In [9]:
# required packages
import pandas as pd
import numpy as np
import seaborn as sns
import matplotlib.pyplot as plt
import matplotlib.dates as mdates

In [10]:
df_metric_score_by_provider_zero_impute = pd.read_pickle("../data/case_data_cleaned.pkl")

### Transform 01. Add target metric
The target metric is a constant for each metric_source. See the table below for the target.

| Metric Name | Metric Target | Metric Definition |
| --- | --- | --- |
| average_responses_agg_month | Average overall patient feedback score across initial and follow-up visits. This is in a scale 1-5 with 5 being the highest score | >= 4 |
| caseloads_months | Count of patients seen in the past 84 days (12 weeks).
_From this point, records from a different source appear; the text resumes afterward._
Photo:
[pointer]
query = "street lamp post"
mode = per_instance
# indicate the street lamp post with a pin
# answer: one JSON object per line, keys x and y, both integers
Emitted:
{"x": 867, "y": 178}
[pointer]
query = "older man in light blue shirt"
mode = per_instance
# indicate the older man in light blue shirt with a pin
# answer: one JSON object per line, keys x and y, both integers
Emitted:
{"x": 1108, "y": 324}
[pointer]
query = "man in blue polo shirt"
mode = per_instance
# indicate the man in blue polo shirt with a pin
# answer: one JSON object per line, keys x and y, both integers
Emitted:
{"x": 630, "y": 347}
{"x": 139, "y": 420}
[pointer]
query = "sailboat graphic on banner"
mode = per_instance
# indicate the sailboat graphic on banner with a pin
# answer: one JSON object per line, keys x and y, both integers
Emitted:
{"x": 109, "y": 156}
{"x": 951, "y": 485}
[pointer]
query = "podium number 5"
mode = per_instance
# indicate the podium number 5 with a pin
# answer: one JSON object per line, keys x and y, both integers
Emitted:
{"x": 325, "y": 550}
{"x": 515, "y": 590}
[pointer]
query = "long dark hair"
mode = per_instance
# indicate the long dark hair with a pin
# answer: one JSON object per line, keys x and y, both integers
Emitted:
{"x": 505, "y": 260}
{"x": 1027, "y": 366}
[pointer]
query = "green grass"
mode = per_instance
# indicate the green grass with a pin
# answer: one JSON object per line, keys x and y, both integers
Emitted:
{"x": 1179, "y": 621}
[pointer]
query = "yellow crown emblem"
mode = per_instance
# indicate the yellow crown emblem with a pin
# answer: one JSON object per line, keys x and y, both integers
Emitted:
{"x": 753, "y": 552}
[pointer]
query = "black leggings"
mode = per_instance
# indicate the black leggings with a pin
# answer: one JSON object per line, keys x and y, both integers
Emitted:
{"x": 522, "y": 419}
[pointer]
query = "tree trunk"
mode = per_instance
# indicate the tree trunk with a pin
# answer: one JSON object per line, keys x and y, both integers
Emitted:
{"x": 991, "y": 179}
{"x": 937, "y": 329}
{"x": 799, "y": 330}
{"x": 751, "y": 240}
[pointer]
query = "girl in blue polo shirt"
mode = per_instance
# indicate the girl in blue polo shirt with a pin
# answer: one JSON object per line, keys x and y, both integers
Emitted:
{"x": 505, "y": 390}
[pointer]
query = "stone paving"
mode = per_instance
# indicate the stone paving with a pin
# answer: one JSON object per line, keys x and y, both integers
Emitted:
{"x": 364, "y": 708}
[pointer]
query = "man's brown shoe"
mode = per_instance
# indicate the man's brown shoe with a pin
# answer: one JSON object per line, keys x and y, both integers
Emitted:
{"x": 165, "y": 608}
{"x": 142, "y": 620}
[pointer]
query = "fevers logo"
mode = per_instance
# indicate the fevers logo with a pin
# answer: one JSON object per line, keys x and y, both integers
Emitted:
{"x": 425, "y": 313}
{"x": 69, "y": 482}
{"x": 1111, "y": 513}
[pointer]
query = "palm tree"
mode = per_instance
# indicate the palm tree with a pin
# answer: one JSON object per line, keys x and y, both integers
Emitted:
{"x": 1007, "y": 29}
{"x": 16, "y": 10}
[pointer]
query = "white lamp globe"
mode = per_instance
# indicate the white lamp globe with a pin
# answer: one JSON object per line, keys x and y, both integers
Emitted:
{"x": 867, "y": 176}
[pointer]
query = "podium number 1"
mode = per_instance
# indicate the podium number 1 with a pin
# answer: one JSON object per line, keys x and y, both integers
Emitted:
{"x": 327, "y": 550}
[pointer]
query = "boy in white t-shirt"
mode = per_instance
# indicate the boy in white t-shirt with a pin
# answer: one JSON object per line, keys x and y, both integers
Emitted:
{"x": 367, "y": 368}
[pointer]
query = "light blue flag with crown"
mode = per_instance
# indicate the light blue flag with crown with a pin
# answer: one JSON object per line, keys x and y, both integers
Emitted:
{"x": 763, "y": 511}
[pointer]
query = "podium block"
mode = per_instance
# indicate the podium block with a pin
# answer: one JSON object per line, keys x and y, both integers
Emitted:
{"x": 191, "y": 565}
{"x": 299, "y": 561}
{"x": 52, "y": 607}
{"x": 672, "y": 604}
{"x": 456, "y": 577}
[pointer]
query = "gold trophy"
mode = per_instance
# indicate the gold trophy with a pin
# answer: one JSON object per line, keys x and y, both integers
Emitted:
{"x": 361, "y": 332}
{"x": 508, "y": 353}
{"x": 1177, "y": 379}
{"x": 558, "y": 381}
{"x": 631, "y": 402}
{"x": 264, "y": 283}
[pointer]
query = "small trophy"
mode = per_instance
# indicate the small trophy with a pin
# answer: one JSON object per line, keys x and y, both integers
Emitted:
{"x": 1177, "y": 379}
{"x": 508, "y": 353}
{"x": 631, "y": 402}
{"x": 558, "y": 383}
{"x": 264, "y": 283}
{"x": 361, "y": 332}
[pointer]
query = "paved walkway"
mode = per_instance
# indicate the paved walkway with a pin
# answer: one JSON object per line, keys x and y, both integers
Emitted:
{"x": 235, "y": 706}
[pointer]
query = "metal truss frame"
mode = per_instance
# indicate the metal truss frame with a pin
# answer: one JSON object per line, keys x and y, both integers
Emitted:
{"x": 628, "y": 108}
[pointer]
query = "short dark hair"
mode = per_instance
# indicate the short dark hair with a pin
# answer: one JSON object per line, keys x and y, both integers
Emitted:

Target is based on average visit frequency and churn rate. | 337 |
| chart_review_months | % of chart reviews that passed our review. | >= 0.80 |
| documentation_rates_months | % notes and charge slips completed within 3 business days of the visit | >= 0.90 |
| mic_utilization_rate_months | Vsits where provider utilized MIC data/ visits with MIC data. | >= 0.80 |

Add the following columns for each entry:

* `metric_target`
* `has_met_target`

Let's transform the data to make it easier to identify the health of each metrics by each month and provider.
We will add `metric_target` and `has_met_target` columns.

In [11]:
def add_column_metric_target(df, metric_target_definition):
    """
    Adds a 'metric_target' column to a pandas DataFrame based on a dictionary.

    Args:
        df (pd.DataFrame): The input DataFrame.
        metric_target_definition (dict): A dictionary mapping 'metric_source' values to target scores.

    Returns:
        pd.DataFrame: The DataFrame with the added 'metric_target' column.
    """
    df['metric_target'] = df['metric_source'].map(metric_target_definition)
    return df

def add_column_has_met_target(df):
    """
    Adds a boolean 'as_met_target' column to a pandas DataFrame.

    Args:
        df (pd.DataFrame): The input DataFrame with 'metric_score' and 'metric_target' columns.

    Returns:
        pd.DataFrame: The DataFrame with the added 'as_met_target' column.
    """
    df['has_met_target'] = np.where(df['metric_score_imputed'].isnull(), np.nan, (df['metric_score_imputed'] >= df['metric_target']).astype(int))
    return df

In [12]:
metric_target_definition = {
    "average_responses_agg_month": 4,
    "caseloads_months": 337,
    "chart_review_months": 0.80,
    "documentation_rates_months": 0.90, 
    "mic_utilization_rate_months": 0.80
}

df_metric_score_by_provider_monthly_with_target = add_column_metric_target(
    df = df_metric_score_by_provider_zero_impute,
    metric_target_definition = metric_target_definition)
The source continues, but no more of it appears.